One of the more interesting empirical results is that the 26 principles do not pay off equally across model sizes. On LLaMA-2-7B, many principles produced modest correctness gains, sometimes under 20%. On LLaMA-2-70B, GPT-3.5, and GPT-4 the same prompt patterns produced larger and more consistent improvements. The authors read this as evidence that bigger models are better at following instruction-level cues; smaller models lack the headroom to act on them. A 7B local model may shrug off elaborate role assignments and penalty language, while a frontier model picks them up reliably. It also suggests principle effectiveness is a moving target: as models get better at following natural language, some of these tricks may stop adding value because the model already infers the request.^[1]^[3]

context for the most discussed principles

Several of the 26 are either reframings of older techniques or specific empirical claims that have been tested independently.

Principle 1 (skip politeness) is one of the most quoted lines and also one of the least settled. A 2024 ACL workshop paper by Ziqi Yin and colleagues, Should We Respect LLMs? A Cross-Lingual Study on the Influence of Prompt Politeness on LLM Performance, found that the relationship between politeness and output quality is language dependent. In English, GPT-3.5 actually performed best with highly polite prompts on the benchmarks tested. In Japanese, less polite phrasing tended to help; in Chinese, more polite phrasing helped. Overly rude prompts hurt performance in every language tested. "Get to the point" is sound; "never say please" is not.^[7]

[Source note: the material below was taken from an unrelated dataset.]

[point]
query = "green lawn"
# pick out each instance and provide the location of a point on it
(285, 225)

Principle 6 (monetary tipping) went viral on Twitter in late 2023 after Denis Shiryaev posted that it appeared to lengthen GPT-4 responses. Max Woolf ran a follow-up study in February 2024 using a 200-character constraint task plus quality scoring with GPT-4 as an editor across 100 combinations of incentives and threats. He concluded the effect was inconclusive: a few phrases produced small distribution shifts, most p-values were too high to claim statistical significance, and he called it "definitely a lottery." A 2025 arXiv preprint by Lennart Meincke and colleagues, Prompting Science Report 3: I'll pay you or I'll kill you, but will you care?, ran threats and bribes on harder reasoning tasks and found no significant effect, with tipping sometimes slightly reducing quality. The tipping principle has not held up under independent scrutiny.^[8]^[9]

Principle 12 (think step by step) is the zero-shot chain-of-thought prompt from Kojima et al. (2022). On reasoning benchmarks like GSM8K and MultiArith, the original paper reported large accuracy gains on InstructGPT and PaLM by appending "Let's think step by step" before the answer. The technique is widely used and well replicated.^[6]

Principle 16 (role assignment) was a staple of community guides like the Awesome ChatGPT Prompts repository before the paper appeared. Independent evaluations have produced mixed results: role assignment helps with stylistic conditioning but does not consistently improve factual accuracy. Treat it as a tone control, not a capability boost.

Principle 8 (structured delimiters) is similar to OpenAI's own recommendation to separate instructions from data using clear markers like triple quotes or XML tags. Anthropic's documentation for Claude recommends XML tags such as and for the same reason: the model parses the prompt without confusing its parts.

methodological criticism

The paper has been criticized on several methodological grounds, most prominently in GitHub issue #3 on the ATLAS repository.^[10]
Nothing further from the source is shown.